Qu’est-ce que le burn-out ?

Le burn-out est donc un épuisement moral et physique touchant toutes les catégories de salariés et se soignant par un arrêt de travail long associé à un traitement médical et parfois même d’une psychothérapie. Les causes de cet épuisement sont la peur de se retrouver sans travail, les exigences très poussées de la part de nos supérieurs hiérarchiques, la difficulté à faire la part des choses entre travail et vie privé…

 

Comment se traduit-il ?

Il faut être très vigilant pour parvenir à déceler les signes d’un burn-out.

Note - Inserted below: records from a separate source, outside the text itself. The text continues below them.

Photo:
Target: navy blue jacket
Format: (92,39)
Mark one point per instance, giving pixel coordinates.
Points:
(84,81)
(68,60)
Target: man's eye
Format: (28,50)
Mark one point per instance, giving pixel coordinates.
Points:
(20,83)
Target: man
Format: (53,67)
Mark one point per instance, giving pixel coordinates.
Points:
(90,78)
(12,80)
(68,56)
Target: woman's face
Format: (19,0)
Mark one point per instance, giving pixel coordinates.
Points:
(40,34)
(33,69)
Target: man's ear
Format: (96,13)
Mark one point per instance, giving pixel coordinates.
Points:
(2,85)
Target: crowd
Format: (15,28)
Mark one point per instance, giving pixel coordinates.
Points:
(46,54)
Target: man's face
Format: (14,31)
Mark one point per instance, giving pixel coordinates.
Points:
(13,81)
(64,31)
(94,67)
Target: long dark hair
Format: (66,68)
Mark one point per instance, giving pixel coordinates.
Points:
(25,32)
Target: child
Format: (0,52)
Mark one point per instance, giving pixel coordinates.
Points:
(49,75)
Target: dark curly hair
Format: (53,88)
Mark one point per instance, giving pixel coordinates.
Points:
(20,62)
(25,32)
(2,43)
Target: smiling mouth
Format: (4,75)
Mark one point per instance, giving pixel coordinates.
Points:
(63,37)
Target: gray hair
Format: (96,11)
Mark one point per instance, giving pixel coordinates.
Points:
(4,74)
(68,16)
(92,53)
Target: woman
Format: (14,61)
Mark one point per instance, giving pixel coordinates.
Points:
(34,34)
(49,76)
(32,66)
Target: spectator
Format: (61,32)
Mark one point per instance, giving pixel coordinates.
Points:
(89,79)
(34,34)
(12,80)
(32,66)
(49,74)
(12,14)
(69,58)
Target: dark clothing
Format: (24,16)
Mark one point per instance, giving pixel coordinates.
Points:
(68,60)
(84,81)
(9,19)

En effet, il est difficile d’admettre que la situation ne va pas s’arranger si on ne prend pas de mesures radicales. Les comportements suivants devraient vous alertés :

-          Oublis de rendez-vous

-          Irritation au travail et dans la vie privée

-          Coupure social : amis, famille

-          Impression de trop peu de reconnaissance

-          Travail de plus en plus soutenu sans progression des résultats

-          Déprime, démotivation

Pris dès les premiers stades, le burn-out peut être évité. Voici les phases traversées généralement par les personnes souffrant de burn-out :

1)      Performance  au top : Grande implication dans le travail, envie de bien faire, objectifs élevés mais joie de travailler, bonne résistance au stress et à la pression. Vous êtes très consciencieux et souhaité bien faire et être aimé de tout le monde.

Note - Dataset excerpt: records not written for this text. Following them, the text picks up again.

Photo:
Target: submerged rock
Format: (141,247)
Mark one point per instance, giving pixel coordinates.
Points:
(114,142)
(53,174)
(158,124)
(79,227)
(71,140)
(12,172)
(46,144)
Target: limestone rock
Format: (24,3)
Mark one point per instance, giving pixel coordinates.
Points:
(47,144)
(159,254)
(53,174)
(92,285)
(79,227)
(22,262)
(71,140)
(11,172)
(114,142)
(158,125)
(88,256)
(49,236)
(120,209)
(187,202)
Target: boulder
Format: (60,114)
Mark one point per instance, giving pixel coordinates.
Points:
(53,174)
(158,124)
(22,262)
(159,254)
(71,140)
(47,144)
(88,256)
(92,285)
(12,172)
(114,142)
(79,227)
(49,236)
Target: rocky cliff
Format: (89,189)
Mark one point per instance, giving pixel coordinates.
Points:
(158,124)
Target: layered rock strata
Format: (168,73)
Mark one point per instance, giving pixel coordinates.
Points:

2)      Investissement trop grand dans le travail : Le travail et de plus en plus dur et vous n’en voyez des fois pas le bout. Vous perdez l’envie de vous donner à fond, en rentrant chez vous vous êtes épuisé, incapable de faire autre chose. Vous commencez à avoir des maux de tête et des douleurs musculaires.

3)      Perte de l’estime de soi et dégradation des performances : Vous n’avez plus confiance et vous manquez d’énergie pour tout. Vous avez des maux de ventre et d’autres troubles qui vous empêchent de bien réaliser vos taches quotidiennes.

4)      Perte d’énergie : Vous perdez goût à la vie, au bord de la dépression et sujet à des crises d’angoisses et à des douleurs physiques.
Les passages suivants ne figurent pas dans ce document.